Je dois au Masque de belles découvertes. Tout récemment, Clémence Debré, dont le premier livre, très court, est très fort, incroyable -- même s'il s'agit d'autofiction.
Mais de temps en temps on est affligé et surpris. En décembre, le Masque n'a pas hésité à chanter les louanges de Philippe Labro. Philippe Labro! Le parolier de Johnny qui lui faisait dire:
tu m'as donné ton corps
merci pour ton effort
et qui est capable de se relever huit fois alors qu'il n'est tombé que sept. Comment fait-il?
Mais le plus grave n'est pas d'aimer les mauvais écrivains, c'est de passer à côté des bons. Et c'est ce qui motive ce post. Dans leur dernière émission (23 mai) les critiques du Masque, Lamberterie en tête, dénigrent tranquillement David Vann.
Je n'ai pas lu Komodo, le livre à l'ordre du jour; mais c'est l'écrivain en général qu'ils semblent mépriser, et c'est très ennuyeux. David Vann est ce que j'ai lu de plus fort, de plus neuf, de plus intéressant depuis très longtemps. Je me souviens d'un passage où il met en parallèle le suicide de son père, les parties de pêche qu'il faisait avec lui, et l'état de son aquarium, c'est magistral. (Ce que j'en dis n'est pas très magistral pour le coup... Lisez-le.)

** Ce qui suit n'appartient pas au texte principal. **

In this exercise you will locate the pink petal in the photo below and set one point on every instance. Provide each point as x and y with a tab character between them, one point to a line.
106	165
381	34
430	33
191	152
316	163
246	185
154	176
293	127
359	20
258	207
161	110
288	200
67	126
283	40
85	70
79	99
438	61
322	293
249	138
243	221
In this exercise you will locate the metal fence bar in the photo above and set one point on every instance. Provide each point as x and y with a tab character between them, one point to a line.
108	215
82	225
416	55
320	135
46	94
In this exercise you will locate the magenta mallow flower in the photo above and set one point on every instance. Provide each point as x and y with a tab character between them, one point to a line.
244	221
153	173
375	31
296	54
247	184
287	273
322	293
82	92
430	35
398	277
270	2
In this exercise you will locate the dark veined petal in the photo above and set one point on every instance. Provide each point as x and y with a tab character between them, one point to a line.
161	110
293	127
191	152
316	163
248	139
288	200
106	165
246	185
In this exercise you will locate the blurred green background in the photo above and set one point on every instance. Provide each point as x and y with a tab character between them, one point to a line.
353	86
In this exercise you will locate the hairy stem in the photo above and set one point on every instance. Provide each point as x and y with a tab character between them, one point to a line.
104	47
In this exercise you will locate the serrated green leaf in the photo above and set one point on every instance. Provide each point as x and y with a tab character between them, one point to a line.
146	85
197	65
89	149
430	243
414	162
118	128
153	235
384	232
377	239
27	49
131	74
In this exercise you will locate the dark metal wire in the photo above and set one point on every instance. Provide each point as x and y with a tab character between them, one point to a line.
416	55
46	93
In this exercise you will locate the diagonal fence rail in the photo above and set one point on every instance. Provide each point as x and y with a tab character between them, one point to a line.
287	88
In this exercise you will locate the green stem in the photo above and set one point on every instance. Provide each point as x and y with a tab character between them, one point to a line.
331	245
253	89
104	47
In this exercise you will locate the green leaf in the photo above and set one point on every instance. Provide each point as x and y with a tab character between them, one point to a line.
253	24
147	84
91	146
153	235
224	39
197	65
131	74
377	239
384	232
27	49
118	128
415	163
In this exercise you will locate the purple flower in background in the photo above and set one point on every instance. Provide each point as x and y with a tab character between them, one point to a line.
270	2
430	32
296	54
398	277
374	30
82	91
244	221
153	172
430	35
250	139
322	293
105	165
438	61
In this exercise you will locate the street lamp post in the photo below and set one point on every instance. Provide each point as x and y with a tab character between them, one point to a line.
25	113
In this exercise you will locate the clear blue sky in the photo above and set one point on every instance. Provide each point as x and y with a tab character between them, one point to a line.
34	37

Le rôle d'une émission comme le Masque est d'être un filtre. Le seul vrai filtre c'est le temps, mais on peut tricher. On peut installer un filtre Brita sur son robinet plutôt que d'aller chercher de l'eau pure dans la montagne. Le Masque, c'est le Brita de la littérature.
Mais s'il laisse passer les cailloux comme Labro et qu'il arrête les sels minéraux les plus nourrissants et les plus nécessaires, comme Vann, alors il est peut-être temps de le changer.